I wrote this piece for Roxane’s LA book party at the Last Bookstore on August 18th. It was an incredible night — people were packed deep into the store, on every floor, sitting in corners, hidden between stacks of shelves — so many men and women who stayed the entire time, despite the intense heat from all those bodies waiting to hear Roxane speak. It was a blast. Thank you again to Roxane for inviting me. Roxane’s books are making all kinds of year-end lists, and it reminded me that I meant to post this here.
Oh, this is nice. I’m outside.
I’M OUTSIDE! WOO!
Yes, I’m outside, with my friend, like a real lady and I am going to have some lunch. A lunch date! Oh, I’m on a lunch date with my friend like I’m a real, live, normal person. This is fantastic.
She’s been talking. My friend is definitely talking right there. I should probably pay attention.
Man, it’s pretty outside. I forgot how nice life is when you’re around it. Look at all these people, just having lunch. Enjoying their day. People all look so pretty and happy and nice. These people all look so nice.

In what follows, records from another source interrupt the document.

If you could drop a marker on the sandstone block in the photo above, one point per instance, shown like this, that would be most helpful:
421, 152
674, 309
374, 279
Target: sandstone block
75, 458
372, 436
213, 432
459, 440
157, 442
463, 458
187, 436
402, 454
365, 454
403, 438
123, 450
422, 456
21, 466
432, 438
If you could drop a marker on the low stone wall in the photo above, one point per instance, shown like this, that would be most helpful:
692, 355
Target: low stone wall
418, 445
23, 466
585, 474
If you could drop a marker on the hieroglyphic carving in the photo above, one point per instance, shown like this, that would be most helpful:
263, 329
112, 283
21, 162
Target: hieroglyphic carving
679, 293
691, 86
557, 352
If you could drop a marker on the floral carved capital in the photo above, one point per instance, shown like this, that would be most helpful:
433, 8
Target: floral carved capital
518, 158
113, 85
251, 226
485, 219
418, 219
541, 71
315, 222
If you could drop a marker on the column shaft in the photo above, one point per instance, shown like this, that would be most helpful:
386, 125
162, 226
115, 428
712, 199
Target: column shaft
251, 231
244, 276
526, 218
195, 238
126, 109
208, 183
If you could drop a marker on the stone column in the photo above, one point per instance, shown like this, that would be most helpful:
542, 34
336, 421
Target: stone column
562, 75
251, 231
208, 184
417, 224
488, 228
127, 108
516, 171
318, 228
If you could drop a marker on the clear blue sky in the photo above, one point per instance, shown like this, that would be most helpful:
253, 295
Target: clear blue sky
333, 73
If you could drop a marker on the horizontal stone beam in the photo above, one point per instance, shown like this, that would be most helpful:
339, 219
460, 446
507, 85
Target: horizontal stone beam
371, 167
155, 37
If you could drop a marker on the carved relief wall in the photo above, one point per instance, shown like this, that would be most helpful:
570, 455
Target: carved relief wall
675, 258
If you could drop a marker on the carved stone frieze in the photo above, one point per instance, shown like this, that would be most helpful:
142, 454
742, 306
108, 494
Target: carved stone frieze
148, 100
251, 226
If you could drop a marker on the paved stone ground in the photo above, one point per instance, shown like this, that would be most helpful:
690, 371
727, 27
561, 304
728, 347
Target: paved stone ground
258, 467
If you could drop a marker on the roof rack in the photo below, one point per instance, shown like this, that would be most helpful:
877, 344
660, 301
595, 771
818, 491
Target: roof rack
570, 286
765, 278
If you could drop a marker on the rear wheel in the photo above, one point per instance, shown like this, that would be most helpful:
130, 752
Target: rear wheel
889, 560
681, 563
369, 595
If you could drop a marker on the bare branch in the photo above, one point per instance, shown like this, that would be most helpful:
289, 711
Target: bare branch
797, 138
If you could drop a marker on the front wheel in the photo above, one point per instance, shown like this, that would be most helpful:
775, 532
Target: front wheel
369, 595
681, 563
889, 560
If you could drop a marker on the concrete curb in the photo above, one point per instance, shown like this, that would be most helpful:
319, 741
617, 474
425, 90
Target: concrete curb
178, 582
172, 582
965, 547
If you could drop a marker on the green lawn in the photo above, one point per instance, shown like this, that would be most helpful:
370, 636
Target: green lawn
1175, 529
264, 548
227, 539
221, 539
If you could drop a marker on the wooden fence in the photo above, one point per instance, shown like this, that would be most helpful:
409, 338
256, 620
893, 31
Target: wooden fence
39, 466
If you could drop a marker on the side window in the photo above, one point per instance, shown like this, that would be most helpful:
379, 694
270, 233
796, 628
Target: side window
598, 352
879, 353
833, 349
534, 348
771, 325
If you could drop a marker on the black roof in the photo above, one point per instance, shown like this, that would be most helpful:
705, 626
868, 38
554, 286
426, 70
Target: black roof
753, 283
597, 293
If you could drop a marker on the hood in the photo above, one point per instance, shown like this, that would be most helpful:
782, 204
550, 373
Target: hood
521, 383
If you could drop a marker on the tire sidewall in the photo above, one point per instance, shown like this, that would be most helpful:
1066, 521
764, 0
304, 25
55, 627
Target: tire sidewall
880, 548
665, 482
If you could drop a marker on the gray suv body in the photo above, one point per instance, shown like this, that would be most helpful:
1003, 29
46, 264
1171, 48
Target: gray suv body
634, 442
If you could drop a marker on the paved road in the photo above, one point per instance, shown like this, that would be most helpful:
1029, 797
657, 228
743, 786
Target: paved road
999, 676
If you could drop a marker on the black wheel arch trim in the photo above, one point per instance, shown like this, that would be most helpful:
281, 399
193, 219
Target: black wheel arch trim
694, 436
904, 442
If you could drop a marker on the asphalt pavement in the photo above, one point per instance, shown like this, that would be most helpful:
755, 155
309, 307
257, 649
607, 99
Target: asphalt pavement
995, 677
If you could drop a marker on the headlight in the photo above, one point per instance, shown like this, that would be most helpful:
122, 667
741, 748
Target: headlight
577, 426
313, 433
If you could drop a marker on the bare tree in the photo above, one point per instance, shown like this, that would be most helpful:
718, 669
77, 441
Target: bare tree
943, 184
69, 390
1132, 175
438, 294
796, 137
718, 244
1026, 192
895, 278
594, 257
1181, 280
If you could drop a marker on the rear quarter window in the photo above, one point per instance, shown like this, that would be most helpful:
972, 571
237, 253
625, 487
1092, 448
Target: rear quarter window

I hope the baby is napping.
Can she see my breast pads through this shirt? I hope I look okay. I am almost positive I remembered to put on deodorant before I left. I could check the app to see if the baby is still asleep, but —
NO. I will NOT check the app! This is MY TIME and there’s nothing I can do if the baby is awake anyway, because I’m way over here, enjoying my lunch with my friend like everybody else gets to do and I should do because I’m still a person.
“WHERE IS BABY?”
This is the text I get, several times a day now, from all over the country. Sometimes it pops up on a Facebook window. Sometimes it’s just a subject line of an empty email.
“WHERE IS BABY?”
As if I’ve hidden the child somewhere, confused Christmas for Easter and hidden this ripened egg under a rock in a field. Like I’m lying to them all and I’m waiting until Baby’s First Tooth before I spill any details.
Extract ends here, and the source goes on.